At the Lawrence Berkeley National Laboratory, Janet Jansson stocks her fridge with baggies full of dirt. It comes from places as diverse as Antarctic permafrost and Kansas farmland. Her samples are the starting point for the Earth Microbiome Project, an epic effort to figure out how all the world’s microbes collectively support life.
Every gram of soil contains tens of thousands of species—up to 100 terabytes of genetic data. Those critters sequester carbon, fertilize plants, decompose organic material, and do a lot of other work we barely understand. Problem is, the microbes are so interdependent that isolating the most industrious organisms is tricky. “They live together in communities,” Jansson says. “It's hard to break up those associations.” So instead the scientists are hunting DNA, isolating all the genes in soil and seawater, regardless of which organism they belong to. The plan is to build a global “gene atlas,” then to work out how nutrients and waste products migrate through the ecosystem. Eventually that understanding might allow us to engineer microbes to be ultraefficient producers of biofuel, or even take control of the carbon cycle.
Three places where the Earth Microbiome Project
is mapping how small things shape big ecosystems:
By monitoring the balance of bacteria in the English Channel, project scientists can predict changes in the population of microscopic sea plants known as phytoplankton. Since these organisms occupy the bottom of the food chain, the researchers could forecast what types and quantities of fish to expect in the coming season.
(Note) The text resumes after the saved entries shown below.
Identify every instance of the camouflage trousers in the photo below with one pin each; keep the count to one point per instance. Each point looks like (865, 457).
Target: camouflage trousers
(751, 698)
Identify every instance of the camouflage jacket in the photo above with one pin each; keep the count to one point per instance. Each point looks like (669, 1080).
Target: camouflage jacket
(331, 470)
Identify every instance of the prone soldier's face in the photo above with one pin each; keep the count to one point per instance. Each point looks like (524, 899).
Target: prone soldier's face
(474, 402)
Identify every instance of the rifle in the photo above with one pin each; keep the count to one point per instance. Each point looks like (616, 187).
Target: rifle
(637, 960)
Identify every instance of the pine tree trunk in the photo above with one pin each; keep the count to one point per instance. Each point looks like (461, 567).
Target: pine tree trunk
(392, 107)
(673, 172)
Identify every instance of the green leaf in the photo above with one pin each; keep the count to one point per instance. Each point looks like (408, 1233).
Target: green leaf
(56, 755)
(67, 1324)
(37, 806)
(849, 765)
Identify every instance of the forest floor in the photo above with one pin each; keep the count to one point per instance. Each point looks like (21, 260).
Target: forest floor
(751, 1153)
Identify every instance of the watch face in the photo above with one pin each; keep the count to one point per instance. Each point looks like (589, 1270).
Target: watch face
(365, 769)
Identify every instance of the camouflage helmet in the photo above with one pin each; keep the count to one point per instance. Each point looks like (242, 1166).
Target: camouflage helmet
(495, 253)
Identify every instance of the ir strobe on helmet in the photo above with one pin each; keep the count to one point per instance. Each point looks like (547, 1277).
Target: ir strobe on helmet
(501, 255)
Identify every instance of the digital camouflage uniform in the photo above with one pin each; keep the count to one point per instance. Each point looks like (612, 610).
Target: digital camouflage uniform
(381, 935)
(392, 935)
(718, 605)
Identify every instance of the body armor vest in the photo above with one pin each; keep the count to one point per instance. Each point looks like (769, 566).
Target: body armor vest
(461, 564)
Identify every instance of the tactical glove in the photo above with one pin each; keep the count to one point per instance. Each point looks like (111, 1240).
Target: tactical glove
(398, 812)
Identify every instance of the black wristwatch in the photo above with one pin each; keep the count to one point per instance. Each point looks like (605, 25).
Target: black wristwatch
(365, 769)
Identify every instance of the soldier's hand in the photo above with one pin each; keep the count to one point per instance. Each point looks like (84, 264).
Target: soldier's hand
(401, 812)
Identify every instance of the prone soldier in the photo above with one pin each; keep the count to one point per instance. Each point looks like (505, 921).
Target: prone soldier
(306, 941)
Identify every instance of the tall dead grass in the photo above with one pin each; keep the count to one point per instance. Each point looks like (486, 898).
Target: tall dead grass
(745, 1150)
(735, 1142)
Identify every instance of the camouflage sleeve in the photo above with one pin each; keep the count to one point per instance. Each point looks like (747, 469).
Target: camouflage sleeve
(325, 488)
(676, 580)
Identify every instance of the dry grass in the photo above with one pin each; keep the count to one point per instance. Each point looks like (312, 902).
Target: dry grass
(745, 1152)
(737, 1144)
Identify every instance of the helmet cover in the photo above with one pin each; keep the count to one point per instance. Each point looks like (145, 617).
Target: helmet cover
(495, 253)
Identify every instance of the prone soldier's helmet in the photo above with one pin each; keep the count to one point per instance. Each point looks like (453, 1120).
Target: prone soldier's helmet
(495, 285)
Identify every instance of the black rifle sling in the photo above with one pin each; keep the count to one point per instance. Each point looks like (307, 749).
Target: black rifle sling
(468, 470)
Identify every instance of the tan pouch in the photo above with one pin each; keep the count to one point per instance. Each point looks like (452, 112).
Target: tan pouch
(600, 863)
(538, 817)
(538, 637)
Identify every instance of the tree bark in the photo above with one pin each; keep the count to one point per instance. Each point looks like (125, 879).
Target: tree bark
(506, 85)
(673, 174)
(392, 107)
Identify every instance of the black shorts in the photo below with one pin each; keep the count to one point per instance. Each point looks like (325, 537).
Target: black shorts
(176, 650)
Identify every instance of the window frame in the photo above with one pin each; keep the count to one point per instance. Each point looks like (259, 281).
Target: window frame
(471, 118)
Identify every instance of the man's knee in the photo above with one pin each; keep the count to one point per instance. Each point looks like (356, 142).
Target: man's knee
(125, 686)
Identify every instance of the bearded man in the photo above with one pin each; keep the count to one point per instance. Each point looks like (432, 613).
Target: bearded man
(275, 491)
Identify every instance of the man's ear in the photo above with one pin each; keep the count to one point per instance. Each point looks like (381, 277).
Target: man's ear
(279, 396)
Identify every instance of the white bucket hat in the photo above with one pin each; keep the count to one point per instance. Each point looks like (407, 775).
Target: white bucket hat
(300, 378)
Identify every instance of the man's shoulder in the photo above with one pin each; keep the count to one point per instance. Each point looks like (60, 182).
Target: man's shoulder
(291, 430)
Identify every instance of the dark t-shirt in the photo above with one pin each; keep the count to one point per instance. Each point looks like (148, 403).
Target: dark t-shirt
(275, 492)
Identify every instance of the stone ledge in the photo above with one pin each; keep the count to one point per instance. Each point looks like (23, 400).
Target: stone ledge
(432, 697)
Bacterial populations on native, uncultivated plots in Kansas, Iowa, and Wisconsin are more similar to one another than to those on adjacent native and cultivated plots in those states. This shows that growing crops like corn seriously alters the microbial balance of the prairie. Since microbes are responsible for how carbon and nitrogen move through the ecosystem, a better understanding of them could help tell farmers which bugs might be used to boost crop production.
Scientists at the project are learning how to monitor oil-eating bacteria near the wreckage of the Deepwater Horizon rig. They hope to detect seepage caused by the BP disaster and analyze its long-term environmental impact. The bacteria could provide more accurate data than even the best scientific instruments.